Elon Musk and Sam Altman’s court showdown will dish the dirt

Elon Musk and Sam Altman are headed to trial on April 27th, a legal battle that promises to expose internal secrets of OpenAI and Silicon Valley. Beyond the legal claims of fraud and breach of contract, the case serves as a high-stakes PR war as both xAI and OpenAI eye potential IPOs.
Elon Musk cofounded OpenAI, and then flounced off in a huff when he wasn’t anointed CEO, leaving Sam Altman as the last power-hungry man standing. Now, Musk is back with a lawsuit, and a trial is scheduled to start in Oakland, California, on April 27th. Theoretically, it’s a legal case about whether OpenAI defrauded Musk. But that’s not really what we’re all doing here. This is about mess.
Elon Musk and Sam Altman’s court showdown will dish the dirt
Forget the jury — Musk v. Altman is all about the court of public opinion.
Over the past couple of years, Musk’s legal theories for punishing OpenAI have run the gamut from breach of contract to unfair business practices to false advertising. Now, he and Altman will be getting called to the stand at a particularly delicate time. Musk’s xAI, now a part of SpaceX, has filed for an initial public offering. OpenAI is rumored to be considering an IPO itself. There are only billions of dollars at stake.
And so naturally, there’s a lot of internal tech gossip coming to light. Questions about Elon’s “rhino ket” use won’t make it into the trial… but it’s in news stories because it showed up in the docket. We got excerpts from OpenAI President Greg “What will take me to $1B?” Brockman’s diary. Mark Zuckerberg, not involved in the litigation at all, has had several embarrassing texts made public, like allegedly telling Musk that he had Meta teams “on alert to take down content doxxing or threatening the people on your [DOGE] team,” weeks after claiming he refuses to moderate based on government requests. Also, Musk thinks Jeff Bezos “is a bit of a tool.”

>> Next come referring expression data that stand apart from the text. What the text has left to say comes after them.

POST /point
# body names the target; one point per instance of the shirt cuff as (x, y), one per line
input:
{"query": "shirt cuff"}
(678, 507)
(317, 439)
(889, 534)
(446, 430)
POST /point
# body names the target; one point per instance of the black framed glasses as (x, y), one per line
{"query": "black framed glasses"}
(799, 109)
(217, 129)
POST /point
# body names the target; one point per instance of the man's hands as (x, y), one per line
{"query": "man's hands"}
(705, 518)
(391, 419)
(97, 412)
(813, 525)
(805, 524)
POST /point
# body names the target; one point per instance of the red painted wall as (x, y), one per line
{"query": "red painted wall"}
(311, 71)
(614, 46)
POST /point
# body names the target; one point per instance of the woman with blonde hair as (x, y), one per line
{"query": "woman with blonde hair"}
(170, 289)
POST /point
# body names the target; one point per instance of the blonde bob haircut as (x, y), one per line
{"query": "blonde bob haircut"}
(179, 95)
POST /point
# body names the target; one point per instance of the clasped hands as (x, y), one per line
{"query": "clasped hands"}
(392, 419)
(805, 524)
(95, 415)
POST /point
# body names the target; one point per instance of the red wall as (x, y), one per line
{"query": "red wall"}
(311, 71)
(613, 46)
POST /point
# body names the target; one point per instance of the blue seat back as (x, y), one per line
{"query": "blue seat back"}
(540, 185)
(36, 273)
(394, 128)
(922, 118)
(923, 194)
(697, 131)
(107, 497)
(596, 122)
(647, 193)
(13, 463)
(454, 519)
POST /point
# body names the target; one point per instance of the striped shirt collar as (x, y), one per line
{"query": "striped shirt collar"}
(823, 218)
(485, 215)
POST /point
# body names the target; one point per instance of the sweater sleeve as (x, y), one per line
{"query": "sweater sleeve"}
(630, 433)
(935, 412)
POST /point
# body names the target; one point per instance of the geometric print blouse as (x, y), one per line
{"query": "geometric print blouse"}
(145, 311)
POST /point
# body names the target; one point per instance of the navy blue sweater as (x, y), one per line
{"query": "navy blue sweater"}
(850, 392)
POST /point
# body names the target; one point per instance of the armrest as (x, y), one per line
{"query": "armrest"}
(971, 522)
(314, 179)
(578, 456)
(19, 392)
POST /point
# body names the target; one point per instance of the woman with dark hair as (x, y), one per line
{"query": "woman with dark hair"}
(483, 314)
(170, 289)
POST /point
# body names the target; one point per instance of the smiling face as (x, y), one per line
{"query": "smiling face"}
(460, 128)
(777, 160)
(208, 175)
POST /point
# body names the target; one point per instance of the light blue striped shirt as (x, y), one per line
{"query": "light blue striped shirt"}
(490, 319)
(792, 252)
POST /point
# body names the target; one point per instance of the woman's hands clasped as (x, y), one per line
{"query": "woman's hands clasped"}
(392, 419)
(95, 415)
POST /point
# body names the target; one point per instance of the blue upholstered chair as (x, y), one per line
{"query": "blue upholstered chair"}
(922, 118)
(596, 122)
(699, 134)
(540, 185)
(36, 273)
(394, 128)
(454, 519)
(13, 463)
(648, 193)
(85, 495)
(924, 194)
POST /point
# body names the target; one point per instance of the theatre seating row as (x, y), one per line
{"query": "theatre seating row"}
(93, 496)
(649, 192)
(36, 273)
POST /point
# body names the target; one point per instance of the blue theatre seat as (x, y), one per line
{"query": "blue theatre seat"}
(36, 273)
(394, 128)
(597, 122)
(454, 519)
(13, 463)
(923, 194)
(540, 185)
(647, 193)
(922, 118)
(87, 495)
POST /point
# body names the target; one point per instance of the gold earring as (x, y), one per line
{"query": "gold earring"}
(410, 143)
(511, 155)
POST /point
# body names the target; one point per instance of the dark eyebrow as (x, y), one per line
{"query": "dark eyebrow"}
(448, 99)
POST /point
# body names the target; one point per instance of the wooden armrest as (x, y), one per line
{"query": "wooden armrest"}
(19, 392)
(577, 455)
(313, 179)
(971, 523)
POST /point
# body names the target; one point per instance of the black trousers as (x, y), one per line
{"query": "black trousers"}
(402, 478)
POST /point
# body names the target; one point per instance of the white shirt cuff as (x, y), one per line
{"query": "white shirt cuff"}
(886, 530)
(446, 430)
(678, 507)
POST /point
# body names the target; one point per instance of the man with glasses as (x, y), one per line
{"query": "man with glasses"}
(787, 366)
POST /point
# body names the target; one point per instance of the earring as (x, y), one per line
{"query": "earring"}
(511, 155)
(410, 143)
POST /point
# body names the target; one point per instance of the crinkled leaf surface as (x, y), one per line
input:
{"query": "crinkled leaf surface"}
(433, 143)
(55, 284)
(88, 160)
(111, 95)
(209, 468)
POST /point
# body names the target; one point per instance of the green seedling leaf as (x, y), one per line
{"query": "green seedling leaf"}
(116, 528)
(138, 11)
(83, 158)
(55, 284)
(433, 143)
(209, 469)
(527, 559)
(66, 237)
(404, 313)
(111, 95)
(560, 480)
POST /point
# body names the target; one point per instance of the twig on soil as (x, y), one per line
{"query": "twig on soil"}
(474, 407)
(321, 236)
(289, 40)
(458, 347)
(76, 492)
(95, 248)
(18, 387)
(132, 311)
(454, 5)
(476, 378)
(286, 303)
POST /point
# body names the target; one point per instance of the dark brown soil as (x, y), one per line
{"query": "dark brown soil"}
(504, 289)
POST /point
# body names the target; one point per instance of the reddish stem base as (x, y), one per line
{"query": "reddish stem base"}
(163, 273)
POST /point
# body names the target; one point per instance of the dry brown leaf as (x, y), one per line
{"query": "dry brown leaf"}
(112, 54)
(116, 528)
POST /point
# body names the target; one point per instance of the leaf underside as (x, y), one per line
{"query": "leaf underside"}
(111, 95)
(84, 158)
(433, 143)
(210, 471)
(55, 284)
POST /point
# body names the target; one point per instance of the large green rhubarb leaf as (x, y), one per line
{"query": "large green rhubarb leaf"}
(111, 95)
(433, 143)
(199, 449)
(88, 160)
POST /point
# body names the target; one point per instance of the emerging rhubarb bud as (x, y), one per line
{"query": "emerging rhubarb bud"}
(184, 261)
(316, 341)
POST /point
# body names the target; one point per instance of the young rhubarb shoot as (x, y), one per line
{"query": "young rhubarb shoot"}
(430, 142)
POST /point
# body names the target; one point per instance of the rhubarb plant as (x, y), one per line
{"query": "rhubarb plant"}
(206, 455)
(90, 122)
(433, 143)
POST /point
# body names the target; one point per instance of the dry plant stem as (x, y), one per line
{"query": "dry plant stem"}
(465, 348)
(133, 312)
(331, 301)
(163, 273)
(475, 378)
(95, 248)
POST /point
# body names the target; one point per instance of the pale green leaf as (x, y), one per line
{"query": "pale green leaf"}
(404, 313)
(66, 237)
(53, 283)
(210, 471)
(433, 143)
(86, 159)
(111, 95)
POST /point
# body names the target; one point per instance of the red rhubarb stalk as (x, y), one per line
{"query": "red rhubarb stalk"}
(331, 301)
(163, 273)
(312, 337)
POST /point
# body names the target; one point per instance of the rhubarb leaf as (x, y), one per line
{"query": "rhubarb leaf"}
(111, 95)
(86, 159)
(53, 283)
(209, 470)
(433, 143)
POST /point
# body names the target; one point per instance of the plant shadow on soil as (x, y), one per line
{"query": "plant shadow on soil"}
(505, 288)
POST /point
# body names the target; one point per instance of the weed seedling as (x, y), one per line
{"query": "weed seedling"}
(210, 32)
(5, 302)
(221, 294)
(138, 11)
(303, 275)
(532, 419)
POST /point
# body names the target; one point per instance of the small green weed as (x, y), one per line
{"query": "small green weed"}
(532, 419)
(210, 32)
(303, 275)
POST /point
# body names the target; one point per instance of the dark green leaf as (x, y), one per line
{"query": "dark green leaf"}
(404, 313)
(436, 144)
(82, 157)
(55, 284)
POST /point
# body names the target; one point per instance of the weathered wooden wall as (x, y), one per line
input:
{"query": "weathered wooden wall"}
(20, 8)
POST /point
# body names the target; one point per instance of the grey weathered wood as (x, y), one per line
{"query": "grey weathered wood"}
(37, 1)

Lawsuits appear to be Musk’s preferred alternative to therapy. The fact that the case got to trial at all is a win for Musk, who seems to be trying to damage OpenAI’s reputation however he can — from lawsuits to general shit-talking to, apparently, a homophobic dossier on Sam Altman that’s getting passed around Silicon Valley by “Musk intermediaries.” Musk v. Altman “only ended up at trial because Elon Musk can pay his attorneys to argue a losing case,” said Sam Brunson, a professor of law at Loyola University of Chicago. “If I were doing this on contingency, I’d assume I wouldn’t be getting paid.”
Over the next few weeks, high-profile AI executives, such as Microsoft’s CEO Satya Nadella and CTO Kevin Scott, will likely testify. Former OpenAI executives, such as cofounder Ilya Sutskever and Mira Murati, former CTO, may be called. The former board members involved in Altman’s temporary 2023 ouster from his CEO role may also testify.
Musk has actually filed four lawsuits against OpenAI. The first — for a breach of the founding agreement — was in state court, in 2024; Musk withdrew it immediately before a major hearing. We then got the current lawsuit, also filed in 2024, in which Musk alleged “Shakespearean” deceit. Several of its claims, including a laughable invocation of racketeering law, have been dismissed. Another suit, filed a year later, this time by xAI, accused Apple and OpenAI of engaging in anticompetitive behavior by making an agreement to exclusively put ChatGPT into iPhones. A fourth case accused OpenAI of poaching xAI employees and stealing trade secrets. It was dismissed.
In court starting next week, Musk will be making three main claims: that Altman and Brockman, et al., breached OpenAI’s charitable trust; that they participated in unjust enrichment; and that they committed fraud. OpenAI has countered that Musk failed to prove that Altman and Brockman ever made him a “cognizable promise” and that this suit is the latest move in Elon Musk’s campaign to harass OpenAI for his own competitive advantage.
The details that come out in the trial about OpenAI “will absolutely change its reputation, if it’s still trying to claim it’s doing this in some high-minded, ‘we want to make AI safe for humanity’ way,” said Deven Desai, a professor of business law and ethics at the Georgia Institute of Technology. Since this lawsuit was initially filed, OpenAI’s reputation has cratered amid exec reshuffling and the dominance of competitors like Anthropic.